Le relazioni tra il Vaticano e la Bolivia vissero una fase di palese tensione con l’ascesa al potere del Partito Liberale, a causa di un’agenda di riforme secolari che minavano la tradizionale influenza della Chiesa nella vita civile. La controversia, che ruotava attorno alla libertà di culto, al foro ecclesiastico, all’insegnamento religioso nelle scuole pubbliche e al matrimonio civile, per quanto oggi ci sembri anacronistica, portò allora le relazioni bilaterali sull’orlo della rottura.

Tale scenario critico si sviluppò durante l’amministrazione di Ismael Montes (1904-1909), essendo delegato apostolico monsignor Angelo Dolci, che risiedeva in modo permanente a La Paz.

Il momento più acuto di questo disaccordo fu raggiunto con la Lettera Apostolica “Afflictum propioribus” (1906) di papa Pio X. Il documento era indirizzato ai vescovi boliviani, ma le sue dure critiche alle politiche secolarizzatrici miravano a giungere alle orecchie del governo di Montes.
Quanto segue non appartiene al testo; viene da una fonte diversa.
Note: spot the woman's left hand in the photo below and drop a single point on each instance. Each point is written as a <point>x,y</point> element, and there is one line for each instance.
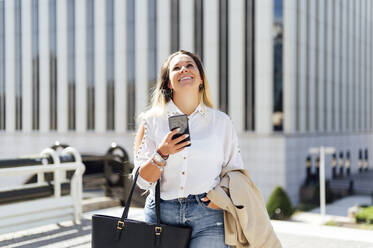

Nonostante la gravità del dissidio, non si conservano prove di una risposta diplomatica formale da parte del governo boliviano a tale enciclica, né tantomeno di una sospensione o rottura delle relazioni, come a volte è stato affermato.

A partire dal 1917, la Delegazione Apostolica fu elevata al rango di «Internunziatura», un passo istituzionale decisivo verso il consolidamento di relazioni piene che sarebbe culminato l’11/2/1925 con l’elevazione al rango di nunzio dell’internunzio Gaetano Cicognani (1925-1928).

In questa complessa ridefinizione del quadro giuridico tra la Chiesa e lo Stato, un ruolo fondamentale fu svolto da monsignor Rodolfo Caroli, internunzio dal 1917 fino alla sua improvvisa scomparsa a La Paz nel 1921. In un gesto sorprendente, la Convenzione Nazionale —di estrazione liberale— dichiarò il lutto nazionale e autorizzò la sua sepoltura nella cripta della Cattedrale di La Paz.

Questo evento costituisce un segnale inequivocabile del fatto che le relazioni bilaterali non fossero così deteriorate come le dispute del decennio precedente avrebbero fatto supporre.